MUSIQUE BAROQUE Ars Antiqua Austria a tenu ses promesses vendredi soir, dans
le cadre du Festival Bach, à Lausanne, qui s'achève le 30 novembre.
La formation, emmenée par son violon solo Gunar Letzbor, s'est distinguée
par un son particulièrement chaud et velouté (d'autant plus
admirable que l'acoustique de la salle Paderewski est sèche - parfois
cruellement), une remarquable cohésion ainsi que par une recherche
stylistique aboutie. Des uvres de Jean-Sébastien Bach, de son
cousin Johann Bernhard et de son fils Jean-Chrétien étaient
abordées dans un style français.
Adoptant des coups d'archet, bien décrits à l'époque
par le compositeur allemand Georg Muffat, soucieux d'expliquer aux musiciens
de son pays le style en vigueur en France - où il avait étudié
-, Ars Antiqua Austria obtient une version moelleuse et délicate du
fameux
Concerto pour violon en mi BWV 1042. L'instrument solo, au lieu
d'être opposé ou mis en tension avec le reste de l'orchestre,
y nage comme une ablette dans le sens du courant, dont on aperçoit
tantôt l'éclat argenté, et qui disparaît parfois
dans le flot velouté. Le tempo est calme, et de très longs phrasés
s'y dessinent tout en souplesse et en finesse. L'oeuvre respire et s'adoucit.

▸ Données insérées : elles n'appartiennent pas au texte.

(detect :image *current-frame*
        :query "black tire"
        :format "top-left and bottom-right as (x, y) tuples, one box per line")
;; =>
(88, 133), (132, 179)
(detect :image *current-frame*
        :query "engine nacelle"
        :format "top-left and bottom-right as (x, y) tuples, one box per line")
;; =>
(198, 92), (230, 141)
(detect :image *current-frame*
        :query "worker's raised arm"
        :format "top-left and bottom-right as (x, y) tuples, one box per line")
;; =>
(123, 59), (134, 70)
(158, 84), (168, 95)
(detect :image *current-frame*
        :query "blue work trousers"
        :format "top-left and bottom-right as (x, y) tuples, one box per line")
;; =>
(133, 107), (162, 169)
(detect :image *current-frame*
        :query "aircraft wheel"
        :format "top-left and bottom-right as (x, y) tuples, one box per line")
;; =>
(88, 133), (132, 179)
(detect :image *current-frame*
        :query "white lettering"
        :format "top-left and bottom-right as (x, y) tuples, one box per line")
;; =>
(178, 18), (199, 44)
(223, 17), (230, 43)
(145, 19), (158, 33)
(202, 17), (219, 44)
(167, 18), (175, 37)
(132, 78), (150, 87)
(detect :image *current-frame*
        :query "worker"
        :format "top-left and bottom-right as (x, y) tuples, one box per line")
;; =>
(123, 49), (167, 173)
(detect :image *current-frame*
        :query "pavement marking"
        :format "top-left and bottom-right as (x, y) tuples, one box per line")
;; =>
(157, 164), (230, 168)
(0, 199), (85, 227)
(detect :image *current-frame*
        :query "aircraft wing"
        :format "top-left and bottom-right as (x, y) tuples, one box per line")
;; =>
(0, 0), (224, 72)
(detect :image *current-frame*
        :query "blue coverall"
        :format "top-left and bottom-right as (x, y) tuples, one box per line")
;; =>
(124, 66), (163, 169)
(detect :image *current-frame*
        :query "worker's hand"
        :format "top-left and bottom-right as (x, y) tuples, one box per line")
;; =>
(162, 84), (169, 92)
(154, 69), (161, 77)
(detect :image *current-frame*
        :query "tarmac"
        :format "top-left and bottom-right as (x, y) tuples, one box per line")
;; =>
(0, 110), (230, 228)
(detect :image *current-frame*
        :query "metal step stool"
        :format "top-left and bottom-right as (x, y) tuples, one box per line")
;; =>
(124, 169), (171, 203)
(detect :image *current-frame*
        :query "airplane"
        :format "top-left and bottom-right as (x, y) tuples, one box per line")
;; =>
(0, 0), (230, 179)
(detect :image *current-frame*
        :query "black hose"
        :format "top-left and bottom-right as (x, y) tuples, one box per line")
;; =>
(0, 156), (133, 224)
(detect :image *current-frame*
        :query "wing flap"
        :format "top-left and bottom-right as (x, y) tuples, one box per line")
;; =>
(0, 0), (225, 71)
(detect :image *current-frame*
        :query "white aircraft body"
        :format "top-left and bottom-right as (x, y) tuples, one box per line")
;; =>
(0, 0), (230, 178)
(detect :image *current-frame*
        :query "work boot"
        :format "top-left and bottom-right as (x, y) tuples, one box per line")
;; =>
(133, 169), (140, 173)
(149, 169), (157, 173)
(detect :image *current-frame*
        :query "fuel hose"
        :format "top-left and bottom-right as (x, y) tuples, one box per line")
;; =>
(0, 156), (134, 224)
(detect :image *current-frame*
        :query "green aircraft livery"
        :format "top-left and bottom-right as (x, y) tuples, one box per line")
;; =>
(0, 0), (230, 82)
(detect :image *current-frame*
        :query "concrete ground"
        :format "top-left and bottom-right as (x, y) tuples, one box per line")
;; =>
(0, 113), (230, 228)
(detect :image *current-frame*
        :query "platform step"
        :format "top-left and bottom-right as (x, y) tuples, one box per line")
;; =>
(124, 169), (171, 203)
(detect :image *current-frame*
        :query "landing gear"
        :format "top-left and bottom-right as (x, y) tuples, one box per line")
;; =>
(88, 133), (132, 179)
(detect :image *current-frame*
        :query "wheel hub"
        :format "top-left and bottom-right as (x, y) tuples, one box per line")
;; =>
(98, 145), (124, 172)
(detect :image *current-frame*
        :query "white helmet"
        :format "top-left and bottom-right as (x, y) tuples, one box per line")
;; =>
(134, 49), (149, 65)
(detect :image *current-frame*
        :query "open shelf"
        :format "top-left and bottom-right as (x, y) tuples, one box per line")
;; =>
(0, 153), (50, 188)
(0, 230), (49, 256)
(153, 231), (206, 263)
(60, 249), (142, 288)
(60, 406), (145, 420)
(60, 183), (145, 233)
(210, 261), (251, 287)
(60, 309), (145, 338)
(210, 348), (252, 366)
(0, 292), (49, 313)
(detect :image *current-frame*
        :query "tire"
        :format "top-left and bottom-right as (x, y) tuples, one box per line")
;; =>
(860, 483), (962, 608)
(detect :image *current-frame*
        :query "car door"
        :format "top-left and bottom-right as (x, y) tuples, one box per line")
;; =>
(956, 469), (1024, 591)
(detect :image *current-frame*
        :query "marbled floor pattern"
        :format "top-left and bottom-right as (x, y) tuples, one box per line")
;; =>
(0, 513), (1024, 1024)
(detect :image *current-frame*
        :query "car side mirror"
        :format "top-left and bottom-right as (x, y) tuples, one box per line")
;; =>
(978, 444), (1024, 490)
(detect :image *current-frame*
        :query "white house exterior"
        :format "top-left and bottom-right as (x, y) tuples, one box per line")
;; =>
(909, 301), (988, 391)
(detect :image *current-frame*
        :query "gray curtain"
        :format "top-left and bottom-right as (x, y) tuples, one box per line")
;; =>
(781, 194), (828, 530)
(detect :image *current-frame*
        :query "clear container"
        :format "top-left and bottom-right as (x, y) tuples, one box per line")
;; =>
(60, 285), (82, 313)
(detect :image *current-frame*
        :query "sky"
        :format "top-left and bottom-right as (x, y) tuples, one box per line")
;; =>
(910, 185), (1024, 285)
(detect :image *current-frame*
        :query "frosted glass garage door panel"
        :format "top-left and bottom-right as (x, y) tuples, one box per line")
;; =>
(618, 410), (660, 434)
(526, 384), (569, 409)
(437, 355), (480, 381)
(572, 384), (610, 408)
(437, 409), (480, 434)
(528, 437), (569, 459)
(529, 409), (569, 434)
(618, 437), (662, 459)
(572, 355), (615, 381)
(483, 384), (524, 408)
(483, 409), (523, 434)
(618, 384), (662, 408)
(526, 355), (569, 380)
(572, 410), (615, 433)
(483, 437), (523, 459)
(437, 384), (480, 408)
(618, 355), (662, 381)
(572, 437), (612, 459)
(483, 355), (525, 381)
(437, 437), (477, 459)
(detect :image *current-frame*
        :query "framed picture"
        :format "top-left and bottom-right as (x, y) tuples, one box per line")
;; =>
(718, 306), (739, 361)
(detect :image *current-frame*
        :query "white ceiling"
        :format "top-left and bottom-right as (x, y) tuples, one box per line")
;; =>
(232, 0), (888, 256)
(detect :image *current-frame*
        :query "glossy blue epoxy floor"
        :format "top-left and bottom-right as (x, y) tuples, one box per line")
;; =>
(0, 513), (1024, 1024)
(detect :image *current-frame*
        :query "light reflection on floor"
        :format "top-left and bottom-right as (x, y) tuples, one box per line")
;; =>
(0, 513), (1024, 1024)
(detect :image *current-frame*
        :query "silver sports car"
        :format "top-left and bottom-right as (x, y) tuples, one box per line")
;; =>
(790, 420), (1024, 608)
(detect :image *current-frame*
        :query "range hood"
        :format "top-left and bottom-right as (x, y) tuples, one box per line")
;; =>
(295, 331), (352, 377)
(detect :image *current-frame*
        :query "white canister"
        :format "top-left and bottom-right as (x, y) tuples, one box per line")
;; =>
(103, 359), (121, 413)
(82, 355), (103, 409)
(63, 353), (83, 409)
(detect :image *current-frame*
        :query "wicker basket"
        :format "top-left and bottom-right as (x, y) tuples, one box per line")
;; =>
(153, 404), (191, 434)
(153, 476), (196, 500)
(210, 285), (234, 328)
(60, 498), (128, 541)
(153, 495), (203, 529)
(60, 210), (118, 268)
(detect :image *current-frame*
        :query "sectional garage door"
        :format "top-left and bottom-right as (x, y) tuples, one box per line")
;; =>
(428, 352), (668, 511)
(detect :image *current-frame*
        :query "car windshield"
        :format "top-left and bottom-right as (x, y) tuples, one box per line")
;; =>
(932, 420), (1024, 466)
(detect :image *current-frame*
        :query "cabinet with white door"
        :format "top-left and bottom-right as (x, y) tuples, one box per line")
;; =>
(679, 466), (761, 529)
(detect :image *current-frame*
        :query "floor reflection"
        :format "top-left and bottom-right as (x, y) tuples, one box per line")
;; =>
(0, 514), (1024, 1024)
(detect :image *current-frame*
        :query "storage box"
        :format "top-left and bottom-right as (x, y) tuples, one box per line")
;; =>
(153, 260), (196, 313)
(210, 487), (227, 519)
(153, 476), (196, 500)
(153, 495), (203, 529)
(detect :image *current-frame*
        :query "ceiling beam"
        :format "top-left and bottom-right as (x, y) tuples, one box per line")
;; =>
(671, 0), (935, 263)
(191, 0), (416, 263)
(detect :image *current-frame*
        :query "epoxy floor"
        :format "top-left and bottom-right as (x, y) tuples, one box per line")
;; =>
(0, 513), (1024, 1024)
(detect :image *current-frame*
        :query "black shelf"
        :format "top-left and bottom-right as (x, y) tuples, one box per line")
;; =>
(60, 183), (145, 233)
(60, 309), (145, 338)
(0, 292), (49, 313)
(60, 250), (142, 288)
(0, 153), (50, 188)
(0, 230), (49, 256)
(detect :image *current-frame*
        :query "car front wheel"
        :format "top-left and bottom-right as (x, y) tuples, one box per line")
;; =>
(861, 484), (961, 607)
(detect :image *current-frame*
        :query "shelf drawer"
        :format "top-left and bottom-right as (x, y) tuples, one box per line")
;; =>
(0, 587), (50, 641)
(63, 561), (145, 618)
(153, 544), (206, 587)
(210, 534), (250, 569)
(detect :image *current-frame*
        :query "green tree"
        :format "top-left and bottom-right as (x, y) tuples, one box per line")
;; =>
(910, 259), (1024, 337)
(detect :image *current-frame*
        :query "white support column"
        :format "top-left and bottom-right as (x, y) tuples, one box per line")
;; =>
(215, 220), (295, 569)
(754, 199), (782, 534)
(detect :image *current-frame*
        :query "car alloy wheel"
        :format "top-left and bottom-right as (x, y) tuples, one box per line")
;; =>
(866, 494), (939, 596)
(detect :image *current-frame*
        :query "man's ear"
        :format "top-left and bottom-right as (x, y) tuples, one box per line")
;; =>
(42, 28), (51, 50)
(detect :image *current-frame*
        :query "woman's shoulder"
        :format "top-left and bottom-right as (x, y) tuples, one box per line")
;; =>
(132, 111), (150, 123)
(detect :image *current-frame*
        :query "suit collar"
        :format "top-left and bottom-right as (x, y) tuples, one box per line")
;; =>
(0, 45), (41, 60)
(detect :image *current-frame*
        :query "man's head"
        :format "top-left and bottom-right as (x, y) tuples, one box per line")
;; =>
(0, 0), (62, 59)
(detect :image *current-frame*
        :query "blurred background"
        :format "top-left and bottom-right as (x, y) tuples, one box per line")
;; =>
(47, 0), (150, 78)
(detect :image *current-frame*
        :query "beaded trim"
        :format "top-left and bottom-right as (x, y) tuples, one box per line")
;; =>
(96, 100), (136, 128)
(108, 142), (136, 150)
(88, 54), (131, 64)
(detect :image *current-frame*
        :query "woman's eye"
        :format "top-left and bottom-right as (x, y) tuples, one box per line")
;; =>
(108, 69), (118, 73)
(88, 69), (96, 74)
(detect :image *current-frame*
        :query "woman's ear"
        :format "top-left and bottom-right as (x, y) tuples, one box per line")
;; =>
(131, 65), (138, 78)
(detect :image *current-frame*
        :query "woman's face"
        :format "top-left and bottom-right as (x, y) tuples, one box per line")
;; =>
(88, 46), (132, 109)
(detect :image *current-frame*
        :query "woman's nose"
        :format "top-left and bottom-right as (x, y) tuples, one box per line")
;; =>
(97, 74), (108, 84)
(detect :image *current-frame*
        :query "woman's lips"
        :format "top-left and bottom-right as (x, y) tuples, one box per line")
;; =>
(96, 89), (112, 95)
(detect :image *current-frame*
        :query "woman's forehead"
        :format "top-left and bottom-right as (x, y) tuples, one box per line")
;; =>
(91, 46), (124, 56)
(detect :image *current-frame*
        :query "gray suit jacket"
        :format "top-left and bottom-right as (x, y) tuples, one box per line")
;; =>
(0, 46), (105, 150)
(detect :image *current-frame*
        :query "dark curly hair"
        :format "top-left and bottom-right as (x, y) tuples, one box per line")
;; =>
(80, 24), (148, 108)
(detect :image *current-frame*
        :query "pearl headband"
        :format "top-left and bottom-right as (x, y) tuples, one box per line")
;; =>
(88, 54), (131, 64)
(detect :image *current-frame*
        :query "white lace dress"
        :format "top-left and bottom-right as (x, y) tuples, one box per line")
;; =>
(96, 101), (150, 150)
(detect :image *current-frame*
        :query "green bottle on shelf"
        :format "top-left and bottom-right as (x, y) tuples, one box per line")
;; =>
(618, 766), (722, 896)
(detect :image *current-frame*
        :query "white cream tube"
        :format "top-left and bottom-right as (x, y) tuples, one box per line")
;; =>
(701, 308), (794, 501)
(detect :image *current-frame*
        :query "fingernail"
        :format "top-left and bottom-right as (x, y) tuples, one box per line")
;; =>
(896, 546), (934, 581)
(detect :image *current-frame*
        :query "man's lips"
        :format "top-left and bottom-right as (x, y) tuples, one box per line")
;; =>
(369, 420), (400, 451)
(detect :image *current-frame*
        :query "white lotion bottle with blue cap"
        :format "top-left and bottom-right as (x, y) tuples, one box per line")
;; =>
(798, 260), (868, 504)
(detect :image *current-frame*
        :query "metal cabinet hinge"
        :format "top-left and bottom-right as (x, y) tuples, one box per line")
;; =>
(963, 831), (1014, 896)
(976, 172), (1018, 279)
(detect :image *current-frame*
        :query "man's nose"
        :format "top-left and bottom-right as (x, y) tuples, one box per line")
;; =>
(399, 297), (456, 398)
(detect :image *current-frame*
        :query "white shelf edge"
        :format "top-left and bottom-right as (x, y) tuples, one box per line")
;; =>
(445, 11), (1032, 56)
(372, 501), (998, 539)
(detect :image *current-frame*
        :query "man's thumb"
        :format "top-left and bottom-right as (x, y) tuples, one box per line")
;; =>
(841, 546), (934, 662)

Mais c'est dans les deux suites de danses du programme que ce style porte
ses fruits les plus remarquables. Et peut-être n'est-ce pas un hasard
si cette façon de jouer épouse plus naturellement les formes
des danses, d'esprit français, que le concerto, forme italienne propre
à faire ressortir vigoureusement la personnalité d'un soliste
virtuose. La
Suite en Sol de
Johann Bernhard, si elle paraît moins originale sur la fin, surprend
par la qualité de ses deux premières parties. L'ouverture, tout
particulièrement, révèle sous les archets chaleureux
de l'ensemble une majesté élégante et pleine de grâce.
Quant à la
Suite en Do de Johann Sebastian qui clôt la
soirée, elle en constitue aussi le sommet. Tout s'y équilibre
à l'intérieur de chaque ligne, aux cordes répondent deux
hautbois et un basson remarquables, dans un velours sonore constant, y compris
dans la tension d'une fugue enlevée; les phrases longues s'étirent
en mouvements, les mouvements se succèdent avec une sorte d'évidence.